With nearly 16 pieces from the last 7 years, this exhibition provides a potent dose of John McCracken's particular brand of Minimalism, which developed in the mid-1960's in California and has been true to its basic premises ever since.

Mr. McCracken, first known for tall, boardlike slabs that simply lean against the wall, is keeping the formalist faith. He continues to favor closed, geometric volumes and bright, strong high-gloss monochromes just this side of garish. A raspberry red, azure blue and rich purplish black predominate here, on leaning slabs, wedge shapes and rectilinear forms that sit high on the floor or hug the wall like fat shelves.

Also important is an air of perfection so extreme that the fact that these works are handmade is at first astounding but quickly becomes the only logical explanation. (Sometimes the surfaces suggest further developments in Japanese lacquer, sometimes large, reshaped pool balls.)

The lurking sense of the artist's hand opens a continental divide between Mr. McCracken's efforts and the industrially fabricated work of New Yorkers like Donald Judd and Dan Flavin.
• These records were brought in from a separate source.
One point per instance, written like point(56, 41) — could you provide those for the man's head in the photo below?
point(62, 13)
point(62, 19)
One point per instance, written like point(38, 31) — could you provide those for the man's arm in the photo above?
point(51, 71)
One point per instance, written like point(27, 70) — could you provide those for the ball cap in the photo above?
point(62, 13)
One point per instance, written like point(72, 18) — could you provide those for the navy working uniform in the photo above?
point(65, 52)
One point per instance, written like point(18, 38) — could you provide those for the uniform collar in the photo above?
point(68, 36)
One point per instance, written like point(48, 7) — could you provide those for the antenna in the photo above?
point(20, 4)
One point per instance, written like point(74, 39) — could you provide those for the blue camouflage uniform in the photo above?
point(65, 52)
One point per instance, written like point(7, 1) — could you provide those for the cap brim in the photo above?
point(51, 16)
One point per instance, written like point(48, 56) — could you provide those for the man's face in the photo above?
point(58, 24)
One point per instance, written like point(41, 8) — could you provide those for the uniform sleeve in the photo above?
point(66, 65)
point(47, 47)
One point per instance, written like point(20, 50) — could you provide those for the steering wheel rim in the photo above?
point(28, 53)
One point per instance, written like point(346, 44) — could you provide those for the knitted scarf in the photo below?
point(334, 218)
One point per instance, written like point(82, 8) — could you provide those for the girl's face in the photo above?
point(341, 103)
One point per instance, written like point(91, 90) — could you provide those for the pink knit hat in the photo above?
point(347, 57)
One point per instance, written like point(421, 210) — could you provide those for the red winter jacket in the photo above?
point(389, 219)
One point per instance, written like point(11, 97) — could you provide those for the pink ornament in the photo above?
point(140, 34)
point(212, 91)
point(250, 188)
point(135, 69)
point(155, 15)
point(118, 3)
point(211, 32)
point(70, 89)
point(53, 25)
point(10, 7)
Mr. McCracken takes the visual ambiguities of their efforts (and also of Larry Bell, another California Minimalist) to the point of confounding illusion. His shapes can seem hollow or like chunks of solid color; their reflective surfaces often have a shape-shifting effect on form and edge.

Some pieces work better than others, with the leaning slabs, which have become as tall as columns, still the best. Their fetishized surfaces and intense colors contradict their casual, no-fuss installation, yet all conspire to present the viewer with something that occupies real space but seems to exist for the eye alone.

Needing the wall, but not hanging from it, these pieces refuse to enter completely the realm of either painting or sculpture. Nearly everything else here, except some of the black pieces, seem limited to one category or the other, which gives them a kind of esthetic ''function.'' The slabs refuse any function, remaining aloof, optical and still strange, after all these years.